One of my first memories of SSgt Lewis was when he was teaching our entire class how to iron. There were almost 60 of us, crammed into this small room sitting indian style. Here is this ripped up guy, showing us how to iron, and doing it in the manliest way possible. Every move he made was, to quote the man, "quick and vicious"! I didn't know you could be quick and vicious while ironing, but he somehow made it so. I half expected him to put the iron out on his tongue! Then something very awkward happened. One of the girls in the class had been raising her hand for awhile and finally SSgt Lewis had enough. Just like with everything else, there is a specific procedure for asking a question. Something along the lines of "This Officer Candidate requests to ask the Class Drill Instructor, Staff Sergeant Lewis a question." The Drill Instructor would typically reply with a succinct "What" or "Spit it out" Pronouns were strictly forbidden, there was no I or me, but the best part was if you called SSgt Lewis "you" by accident. He would then say "what the hell do I look like, a female sheep"? I thought this was a clever retort. This girl is having all sorts of trouble getting her question out, each time that she has to restart she would get even more flustered and fumble some more. Finally, on the verge of tears, she simply shouts out "This Officer Candidate needs to go to the head to change her tampon" I don't think any of us were expecting anything like this! Certainly not SSgt Lewis, who is still wielding the iron. He just turned away and motioned for her to leave the room!

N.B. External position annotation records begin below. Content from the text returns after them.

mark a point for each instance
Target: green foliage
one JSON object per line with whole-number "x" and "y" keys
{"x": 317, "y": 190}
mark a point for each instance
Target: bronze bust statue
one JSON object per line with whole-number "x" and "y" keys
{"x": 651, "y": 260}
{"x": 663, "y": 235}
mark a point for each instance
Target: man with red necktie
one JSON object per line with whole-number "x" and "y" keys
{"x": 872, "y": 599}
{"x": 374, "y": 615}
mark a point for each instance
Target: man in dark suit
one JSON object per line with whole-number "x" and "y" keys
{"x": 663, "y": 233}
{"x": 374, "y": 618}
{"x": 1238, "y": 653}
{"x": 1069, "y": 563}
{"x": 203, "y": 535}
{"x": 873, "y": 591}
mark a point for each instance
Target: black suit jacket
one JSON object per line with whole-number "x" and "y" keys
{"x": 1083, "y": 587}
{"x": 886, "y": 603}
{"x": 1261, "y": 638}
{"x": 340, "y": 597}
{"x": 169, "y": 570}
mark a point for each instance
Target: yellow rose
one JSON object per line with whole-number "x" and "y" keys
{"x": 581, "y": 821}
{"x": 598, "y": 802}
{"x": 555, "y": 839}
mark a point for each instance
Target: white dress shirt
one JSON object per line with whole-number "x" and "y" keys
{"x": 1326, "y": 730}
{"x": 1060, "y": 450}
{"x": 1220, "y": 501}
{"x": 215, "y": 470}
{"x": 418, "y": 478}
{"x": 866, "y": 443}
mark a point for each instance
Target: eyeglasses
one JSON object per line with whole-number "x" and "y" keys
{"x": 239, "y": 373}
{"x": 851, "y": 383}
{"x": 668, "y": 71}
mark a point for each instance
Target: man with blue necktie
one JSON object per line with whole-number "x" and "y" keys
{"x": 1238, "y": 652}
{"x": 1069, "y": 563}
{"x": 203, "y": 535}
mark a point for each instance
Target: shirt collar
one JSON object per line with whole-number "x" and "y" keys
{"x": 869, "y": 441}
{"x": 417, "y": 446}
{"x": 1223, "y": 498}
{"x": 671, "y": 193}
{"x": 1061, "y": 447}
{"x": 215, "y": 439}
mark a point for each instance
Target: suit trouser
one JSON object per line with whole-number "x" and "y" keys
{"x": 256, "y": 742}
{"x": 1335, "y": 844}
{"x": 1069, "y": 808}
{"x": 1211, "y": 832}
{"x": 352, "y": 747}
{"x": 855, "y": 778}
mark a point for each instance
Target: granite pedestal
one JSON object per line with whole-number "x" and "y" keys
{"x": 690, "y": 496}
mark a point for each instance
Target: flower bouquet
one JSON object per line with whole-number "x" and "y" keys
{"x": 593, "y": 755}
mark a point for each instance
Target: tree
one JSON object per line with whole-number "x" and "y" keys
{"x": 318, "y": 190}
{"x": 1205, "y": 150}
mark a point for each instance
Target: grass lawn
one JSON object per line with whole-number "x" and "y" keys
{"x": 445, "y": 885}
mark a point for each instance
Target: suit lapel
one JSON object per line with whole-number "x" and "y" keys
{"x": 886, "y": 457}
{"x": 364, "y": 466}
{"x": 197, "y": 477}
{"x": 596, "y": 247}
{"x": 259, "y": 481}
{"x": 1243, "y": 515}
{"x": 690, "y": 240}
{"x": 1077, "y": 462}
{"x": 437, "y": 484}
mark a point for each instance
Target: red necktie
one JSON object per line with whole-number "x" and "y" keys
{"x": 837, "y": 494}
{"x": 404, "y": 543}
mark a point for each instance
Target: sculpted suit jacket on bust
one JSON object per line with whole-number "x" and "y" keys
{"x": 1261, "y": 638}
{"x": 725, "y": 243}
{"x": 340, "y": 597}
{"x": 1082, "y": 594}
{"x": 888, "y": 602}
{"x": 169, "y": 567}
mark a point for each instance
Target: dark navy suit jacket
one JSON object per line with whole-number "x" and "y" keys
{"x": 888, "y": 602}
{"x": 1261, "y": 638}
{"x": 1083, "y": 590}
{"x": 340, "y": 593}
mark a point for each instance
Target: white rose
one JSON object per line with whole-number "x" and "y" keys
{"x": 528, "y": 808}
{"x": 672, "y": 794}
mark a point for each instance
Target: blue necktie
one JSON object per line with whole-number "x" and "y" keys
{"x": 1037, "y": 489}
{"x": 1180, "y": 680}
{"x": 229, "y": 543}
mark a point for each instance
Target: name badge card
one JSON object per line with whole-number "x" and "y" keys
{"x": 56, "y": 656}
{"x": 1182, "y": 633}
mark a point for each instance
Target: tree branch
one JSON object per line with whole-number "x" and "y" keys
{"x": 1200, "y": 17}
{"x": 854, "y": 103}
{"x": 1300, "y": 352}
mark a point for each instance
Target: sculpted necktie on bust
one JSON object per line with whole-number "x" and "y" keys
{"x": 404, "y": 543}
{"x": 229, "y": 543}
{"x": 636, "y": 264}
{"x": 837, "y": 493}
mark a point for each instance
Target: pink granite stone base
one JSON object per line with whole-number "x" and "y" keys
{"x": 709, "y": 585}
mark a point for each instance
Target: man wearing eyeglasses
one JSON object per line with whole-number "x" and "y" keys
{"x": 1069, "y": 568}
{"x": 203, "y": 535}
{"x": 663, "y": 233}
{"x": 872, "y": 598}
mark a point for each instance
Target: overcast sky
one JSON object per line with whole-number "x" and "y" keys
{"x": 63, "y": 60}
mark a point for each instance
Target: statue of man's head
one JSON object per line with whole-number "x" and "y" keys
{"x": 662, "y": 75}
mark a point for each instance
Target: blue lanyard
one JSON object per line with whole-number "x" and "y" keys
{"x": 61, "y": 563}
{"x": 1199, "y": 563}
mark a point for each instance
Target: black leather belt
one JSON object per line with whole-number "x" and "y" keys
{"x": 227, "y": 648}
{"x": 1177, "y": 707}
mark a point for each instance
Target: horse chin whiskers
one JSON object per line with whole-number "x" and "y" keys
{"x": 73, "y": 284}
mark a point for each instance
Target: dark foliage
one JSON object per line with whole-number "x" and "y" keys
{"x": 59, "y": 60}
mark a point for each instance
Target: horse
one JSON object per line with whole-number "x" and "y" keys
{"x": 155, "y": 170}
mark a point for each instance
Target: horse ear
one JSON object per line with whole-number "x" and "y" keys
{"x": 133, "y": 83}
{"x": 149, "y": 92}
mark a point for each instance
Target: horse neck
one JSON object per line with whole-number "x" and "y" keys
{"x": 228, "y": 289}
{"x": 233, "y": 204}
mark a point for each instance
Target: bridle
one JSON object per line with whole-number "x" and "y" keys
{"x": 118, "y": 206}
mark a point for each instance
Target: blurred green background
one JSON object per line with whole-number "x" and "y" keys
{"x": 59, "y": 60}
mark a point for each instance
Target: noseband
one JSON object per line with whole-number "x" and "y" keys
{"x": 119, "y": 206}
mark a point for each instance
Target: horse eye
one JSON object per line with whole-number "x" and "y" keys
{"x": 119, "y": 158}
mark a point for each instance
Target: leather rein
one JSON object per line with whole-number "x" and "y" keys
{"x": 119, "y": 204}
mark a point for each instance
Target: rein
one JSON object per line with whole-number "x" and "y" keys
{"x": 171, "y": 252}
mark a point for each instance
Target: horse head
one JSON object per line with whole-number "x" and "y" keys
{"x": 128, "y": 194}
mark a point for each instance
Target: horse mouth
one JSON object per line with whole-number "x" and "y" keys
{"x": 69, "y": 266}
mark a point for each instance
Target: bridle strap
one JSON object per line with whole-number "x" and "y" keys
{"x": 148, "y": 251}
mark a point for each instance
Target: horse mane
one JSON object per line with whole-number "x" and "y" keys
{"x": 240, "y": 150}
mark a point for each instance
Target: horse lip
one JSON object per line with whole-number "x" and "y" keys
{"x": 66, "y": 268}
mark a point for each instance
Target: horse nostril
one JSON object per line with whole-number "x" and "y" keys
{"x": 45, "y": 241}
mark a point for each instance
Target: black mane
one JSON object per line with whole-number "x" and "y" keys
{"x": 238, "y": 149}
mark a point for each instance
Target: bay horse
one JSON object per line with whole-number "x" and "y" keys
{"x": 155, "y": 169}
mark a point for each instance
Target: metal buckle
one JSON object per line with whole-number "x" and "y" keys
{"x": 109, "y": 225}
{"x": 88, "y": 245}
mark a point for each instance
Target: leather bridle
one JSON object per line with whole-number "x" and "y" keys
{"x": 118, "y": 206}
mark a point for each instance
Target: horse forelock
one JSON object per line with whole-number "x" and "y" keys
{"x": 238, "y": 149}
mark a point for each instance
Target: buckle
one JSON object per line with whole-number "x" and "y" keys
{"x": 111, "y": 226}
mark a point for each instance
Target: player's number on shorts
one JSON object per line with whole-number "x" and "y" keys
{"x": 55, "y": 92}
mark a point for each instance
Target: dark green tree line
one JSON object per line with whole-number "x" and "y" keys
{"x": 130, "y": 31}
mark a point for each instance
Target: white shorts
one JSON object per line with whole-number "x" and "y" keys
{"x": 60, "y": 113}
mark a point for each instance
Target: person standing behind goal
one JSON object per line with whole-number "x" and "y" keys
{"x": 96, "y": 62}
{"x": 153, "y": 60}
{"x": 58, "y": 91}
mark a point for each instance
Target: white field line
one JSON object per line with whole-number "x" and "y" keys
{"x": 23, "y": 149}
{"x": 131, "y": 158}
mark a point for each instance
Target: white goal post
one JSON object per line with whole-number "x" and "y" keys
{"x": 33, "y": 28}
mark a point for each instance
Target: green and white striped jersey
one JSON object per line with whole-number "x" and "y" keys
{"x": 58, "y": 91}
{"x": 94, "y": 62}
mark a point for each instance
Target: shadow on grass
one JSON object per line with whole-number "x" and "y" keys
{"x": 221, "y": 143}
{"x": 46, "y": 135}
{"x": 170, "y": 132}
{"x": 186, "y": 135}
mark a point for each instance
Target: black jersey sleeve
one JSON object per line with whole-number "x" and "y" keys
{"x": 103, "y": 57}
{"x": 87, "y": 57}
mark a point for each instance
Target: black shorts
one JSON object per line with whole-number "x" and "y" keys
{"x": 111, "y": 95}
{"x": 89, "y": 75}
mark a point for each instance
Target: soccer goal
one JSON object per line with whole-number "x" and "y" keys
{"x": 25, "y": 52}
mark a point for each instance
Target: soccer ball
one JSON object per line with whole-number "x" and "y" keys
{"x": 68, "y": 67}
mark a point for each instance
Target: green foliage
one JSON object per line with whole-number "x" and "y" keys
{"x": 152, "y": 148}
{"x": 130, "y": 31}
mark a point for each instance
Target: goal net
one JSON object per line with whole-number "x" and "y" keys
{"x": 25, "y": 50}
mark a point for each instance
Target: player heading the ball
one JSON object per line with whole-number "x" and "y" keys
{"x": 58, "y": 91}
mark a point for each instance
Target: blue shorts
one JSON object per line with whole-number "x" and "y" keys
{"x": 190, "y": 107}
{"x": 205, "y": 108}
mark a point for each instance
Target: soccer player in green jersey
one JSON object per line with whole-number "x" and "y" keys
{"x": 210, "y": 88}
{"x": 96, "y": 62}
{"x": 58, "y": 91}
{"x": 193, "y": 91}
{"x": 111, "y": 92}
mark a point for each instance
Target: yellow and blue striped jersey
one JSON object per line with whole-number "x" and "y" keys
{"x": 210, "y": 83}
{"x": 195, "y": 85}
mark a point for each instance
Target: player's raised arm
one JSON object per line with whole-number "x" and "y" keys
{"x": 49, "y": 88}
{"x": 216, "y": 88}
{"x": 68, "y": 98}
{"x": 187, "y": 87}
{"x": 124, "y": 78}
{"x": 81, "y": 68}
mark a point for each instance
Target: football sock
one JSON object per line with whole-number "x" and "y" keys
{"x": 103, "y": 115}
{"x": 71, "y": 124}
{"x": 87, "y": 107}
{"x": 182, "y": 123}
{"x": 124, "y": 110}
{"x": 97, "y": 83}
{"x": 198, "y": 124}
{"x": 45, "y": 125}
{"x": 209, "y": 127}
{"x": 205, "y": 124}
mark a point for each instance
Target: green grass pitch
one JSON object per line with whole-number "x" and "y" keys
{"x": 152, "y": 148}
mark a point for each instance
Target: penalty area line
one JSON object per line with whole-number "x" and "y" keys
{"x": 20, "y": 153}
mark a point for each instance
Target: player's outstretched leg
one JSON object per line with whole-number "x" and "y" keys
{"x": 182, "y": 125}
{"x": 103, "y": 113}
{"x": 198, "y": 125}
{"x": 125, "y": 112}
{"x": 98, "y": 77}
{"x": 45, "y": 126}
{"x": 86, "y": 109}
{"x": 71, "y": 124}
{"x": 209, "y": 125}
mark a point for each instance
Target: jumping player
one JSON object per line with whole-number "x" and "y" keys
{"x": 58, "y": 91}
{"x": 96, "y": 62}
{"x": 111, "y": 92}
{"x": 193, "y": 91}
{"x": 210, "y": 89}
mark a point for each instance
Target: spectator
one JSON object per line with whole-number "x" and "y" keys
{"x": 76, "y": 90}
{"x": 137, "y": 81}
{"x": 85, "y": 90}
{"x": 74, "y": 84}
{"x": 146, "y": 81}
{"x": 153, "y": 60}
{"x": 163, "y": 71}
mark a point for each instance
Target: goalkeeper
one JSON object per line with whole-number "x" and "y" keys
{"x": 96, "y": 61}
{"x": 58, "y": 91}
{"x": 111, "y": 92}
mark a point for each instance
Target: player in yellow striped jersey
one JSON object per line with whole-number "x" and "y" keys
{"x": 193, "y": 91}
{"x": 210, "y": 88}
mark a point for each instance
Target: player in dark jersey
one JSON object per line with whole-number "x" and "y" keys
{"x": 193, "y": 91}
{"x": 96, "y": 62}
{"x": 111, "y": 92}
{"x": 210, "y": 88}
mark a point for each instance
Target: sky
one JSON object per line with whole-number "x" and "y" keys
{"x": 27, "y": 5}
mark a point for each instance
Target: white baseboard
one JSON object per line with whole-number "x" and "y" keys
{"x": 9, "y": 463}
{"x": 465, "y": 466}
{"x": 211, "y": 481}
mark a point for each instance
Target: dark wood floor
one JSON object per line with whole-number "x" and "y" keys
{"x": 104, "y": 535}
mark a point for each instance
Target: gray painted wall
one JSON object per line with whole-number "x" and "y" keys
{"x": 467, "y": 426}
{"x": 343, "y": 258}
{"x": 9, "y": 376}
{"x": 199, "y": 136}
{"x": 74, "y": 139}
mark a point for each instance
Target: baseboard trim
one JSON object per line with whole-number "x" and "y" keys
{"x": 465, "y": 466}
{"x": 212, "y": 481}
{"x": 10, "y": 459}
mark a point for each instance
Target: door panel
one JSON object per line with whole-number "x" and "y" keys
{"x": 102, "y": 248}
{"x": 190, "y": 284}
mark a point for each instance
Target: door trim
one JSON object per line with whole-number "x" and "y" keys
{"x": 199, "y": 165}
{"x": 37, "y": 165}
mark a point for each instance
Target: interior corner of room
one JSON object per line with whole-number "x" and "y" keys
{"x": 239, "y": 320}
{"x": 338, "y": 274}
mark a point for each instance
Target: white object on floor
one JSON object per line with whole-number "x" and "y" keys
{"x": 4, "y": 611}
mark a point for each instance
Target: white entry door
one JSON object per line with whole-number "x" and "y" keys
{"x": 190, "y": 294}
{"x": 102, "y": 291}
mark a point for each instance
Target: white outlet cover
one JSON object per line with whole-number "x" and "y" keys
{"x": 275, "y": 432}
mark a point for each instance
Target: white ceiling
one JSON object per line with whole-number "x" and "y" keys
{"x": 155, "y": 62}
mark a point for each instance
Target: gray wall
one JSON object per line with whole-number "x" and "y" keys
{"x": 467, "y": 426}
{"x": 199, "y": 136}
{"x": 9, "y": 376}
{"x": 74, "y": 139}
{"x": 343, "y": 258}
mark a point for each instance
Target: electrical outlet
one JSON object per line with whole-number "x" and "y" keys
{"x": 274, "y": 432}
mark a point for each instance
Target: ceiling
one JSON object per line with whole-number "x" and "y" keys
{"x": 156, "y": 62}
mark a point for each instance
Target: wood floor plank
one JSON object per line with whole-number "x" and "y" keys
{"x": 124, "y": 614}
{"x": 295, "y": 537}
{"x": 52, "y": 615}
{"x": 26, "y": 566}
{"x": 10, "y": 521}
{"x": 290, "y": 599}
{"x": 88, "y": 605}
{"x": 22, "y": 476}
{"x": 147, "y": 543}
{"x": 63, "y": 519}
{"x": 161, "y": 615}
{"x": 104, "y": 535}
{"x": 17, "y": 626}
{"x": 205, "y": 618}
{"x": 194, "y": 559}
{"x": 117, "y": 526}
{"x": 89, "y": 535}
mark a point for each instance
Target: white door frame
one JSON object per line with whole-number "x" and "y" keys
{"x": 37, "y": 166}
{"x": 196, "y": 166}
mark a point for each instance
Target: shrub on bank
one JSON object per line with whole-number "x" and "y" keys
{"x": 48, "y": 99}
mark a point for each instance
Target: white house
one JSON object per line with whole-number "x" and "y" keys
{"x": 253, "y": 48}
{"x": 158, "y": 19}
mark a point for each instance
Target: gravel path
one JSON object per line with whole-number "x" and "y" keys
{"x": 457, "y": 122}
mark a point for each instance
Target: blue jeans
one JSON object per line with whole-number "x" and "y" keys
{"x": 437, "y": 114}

Mail call was always an interesting experience. We would all gather in the hallway (passageway) in the dorm area, and SSGT Lewis would have this enormous stack of mail. He would call your name, and hand your piece of mail to the "mail body" You would run up as fast as you possibly could, then clap both your hands onto the mail, quickly and viciously! If it was an envelope you could open it up at your leisure. However, if it was a package it had to be opened up in front of everyone to ensure there was no contraband. If you received candy, you had 30 seconds to eat it all, regardless of the quantity. One guy's mom sent enough full size Snickers bars so that we could all have one. By this time SSgt Lewis was starting to go a little easier on us, so he let us all have one, but it was done with orders as to when we could unwrap, take the first bite, swallow etc. Another guy had a bit of a prankster for a girlfriend. She sent him what appeared to be a big bag of Starburst. In fact, it was a large ziploc bag filled mostly with gravel and a few Starburst. So, SSgt Lewis instructed him to eat the starburst, and indeed he tried. Finally, SSgt Lewis noted that he wasn't swallowing. He barked at him and asked why he wasn't swallowing, the guy through a mouthful of gravel remarked that "Its gravel, Sir" This was one of the few times we saw SSgt Lewis chuckle as he told him to spit it out!